Mr Shikha, an Iraqi, admitted his error in buying the fake wine from a “white van man”, with no way of tracing it and no receipt.

In a joint statement, Acting Sergeant Vincent Lam, of Sussex Police, and Green councillor Lizzie Deane, who chairs the council’s Licensing Committee, said: “The licensing panel considered that revocation is the only appropriate option in this case for the following reasons.

“The evidence from trading standards makes it clear that the purchase and sale of large quantities of illegal alcohol discovered in March 2020 was not the first time that the premises had been associated with this type of activity.

“The licence holder may appeal against the decision to revoke the licence and they have 21 days to do so.

“Sussex Police licensing team will support local authorities and take appropriate action when required.

“Our main objective is to safeguard the public from harm and protect vulnerable persons, prevent public nuisance, prevent crime and disorder as well as ensure premises licence holders comply with the premises licence conditions.”

At the “virtual” hearing, the panel of three councillors was told that trading standards officers found non-duty-paid spirits at the shop in 2017, just a few months after Mr Shikha took over the business.

  1. Nigel Furness Reply

    Well done, the Licencing Panel—MORE please!

  2. James Reply

    Why would his neighbours support criminal behaviour like this. What have they to gain apart from alcohol poisoning.

    • local Reply

      Because there is a huge difference between making a mistake and being a fraud. If the neighbors and the local community support the owner that means a lot. Personally I don’t see the logic in punishing both behaviours. Very damaging and unfair outcome, far from well done.

      • Bobbo Reply

        “the purchase and sale of large quantities of illegal alcohol discovered in March 2020 was not the first time that the premises had been associated with this type of activity.”

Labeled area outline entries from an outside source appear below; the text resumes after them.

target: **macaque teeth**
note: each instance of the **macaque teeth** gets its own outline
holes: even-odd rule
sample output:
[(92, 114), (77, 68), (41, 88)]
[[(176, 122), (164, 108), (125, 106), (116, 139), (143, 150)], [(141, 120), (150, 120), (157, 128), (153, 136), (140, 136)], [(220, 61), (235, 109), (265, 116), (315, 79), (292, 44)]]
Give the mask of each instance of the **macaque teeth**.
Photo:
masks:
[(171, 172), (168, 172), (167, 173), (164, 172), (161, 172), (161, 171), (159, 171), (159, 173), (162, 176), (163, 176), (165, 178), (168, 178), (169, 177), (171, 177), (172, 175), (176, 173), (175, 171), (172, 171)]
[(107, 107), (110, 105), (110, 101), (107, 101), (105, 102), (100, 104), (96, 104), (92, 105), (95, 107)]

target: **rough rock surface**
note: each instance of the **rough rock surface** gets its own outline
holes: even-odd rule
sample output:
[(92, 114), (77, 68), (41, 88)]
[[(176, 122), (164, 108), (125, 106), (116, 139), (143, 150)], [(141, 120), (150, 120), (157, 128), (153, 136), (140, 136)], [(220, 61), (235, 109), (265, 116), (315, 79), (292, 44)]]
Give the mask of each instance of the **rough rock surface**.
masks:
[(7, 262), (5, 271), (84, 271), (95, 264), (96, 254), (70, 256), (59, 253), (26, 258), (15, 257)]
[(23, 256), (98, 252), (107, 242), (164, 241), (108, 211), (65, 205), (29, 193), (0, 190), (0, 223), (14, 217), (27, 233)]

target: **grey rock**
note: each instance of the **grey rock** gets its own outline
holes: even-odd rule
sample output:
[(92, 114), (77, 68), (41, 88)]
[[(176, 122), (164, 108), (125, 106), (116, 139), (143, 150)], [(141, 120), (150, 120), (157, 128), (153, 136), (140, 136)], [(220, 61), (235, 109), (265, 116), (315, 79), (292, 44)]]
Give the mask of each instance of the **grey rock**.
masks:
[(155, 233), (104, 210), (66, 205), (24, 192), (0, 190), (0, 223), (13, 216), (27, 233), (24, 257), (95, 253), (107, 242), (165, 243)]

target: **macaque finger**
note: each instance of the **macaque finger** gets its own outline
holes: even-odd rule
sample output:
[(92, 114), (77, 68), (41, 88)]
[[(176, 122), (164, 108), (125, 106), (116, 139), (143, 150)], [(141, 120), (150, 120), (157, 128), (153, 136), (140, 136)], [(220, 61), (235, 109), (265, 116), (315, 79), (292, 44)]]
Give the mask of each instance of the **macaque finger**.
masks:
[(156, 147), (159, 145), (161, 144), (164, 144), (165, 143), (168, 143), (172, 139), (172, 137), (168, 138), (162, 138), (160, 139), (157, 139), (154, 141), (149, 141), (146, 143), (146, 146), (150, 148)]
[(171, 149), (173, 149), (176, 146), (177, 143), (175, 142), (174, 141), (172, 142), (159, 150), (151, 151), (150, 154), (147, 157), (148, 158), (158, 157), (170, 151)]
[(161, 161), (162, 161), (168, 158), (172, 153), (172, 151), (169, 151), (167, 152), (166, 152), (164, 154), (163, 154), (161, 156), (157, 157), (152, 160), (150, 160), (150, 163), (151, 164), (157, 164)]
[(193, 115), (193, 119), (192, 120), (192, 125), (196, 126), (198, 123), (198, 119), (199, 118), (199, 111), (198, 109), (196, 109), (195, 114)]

        “trading standards officers found non-duty-paid spirits at the shop in 2017, just a few months after Mr Shikha took over the business.”

        Regardless of how “nice” he is, it’s not the first time he’s been caught for selling dodgy alcohol is it (2017 & 2020), I would also hazard a guess that (not making any statement of fact) that he’s likely to have sold much more than that over the years before he was next caught.

        • local Reply

          If I remember correctly though, having read both articles about this shop, the first batch was part of the left-over stock from previous owners. According to the authorities now, for every issue, they were met with full spirit of co-operation and honesty instead of mistrust and strange behaviour. This also, means a lot.

          The fact that people support him, is not because he is just “nice”. It’s because since he took over, the shop became better in many ways. There is a wider variety of products, he brings what people ask and tries to accommodate everyone. Also, during lockdown, in contrast with some other shops, the prices didn’t go up a single penny.

          These are some of the reasons why the locals, who are the people visiting the shop almost daily, are seeing this place as part of the community and feel supportive towards it.

          I’m not suggesting that everything was done perfectly, but I don’t think for a second that there was an end game or a dodgy frame of mind behind the mistakes that were made. It would be much better, useful and productive to make sure that this person gets full training. This way the authorities are making sure that the standards will be met, the neighborhood keeps this hub and the person doesn’t lose their business.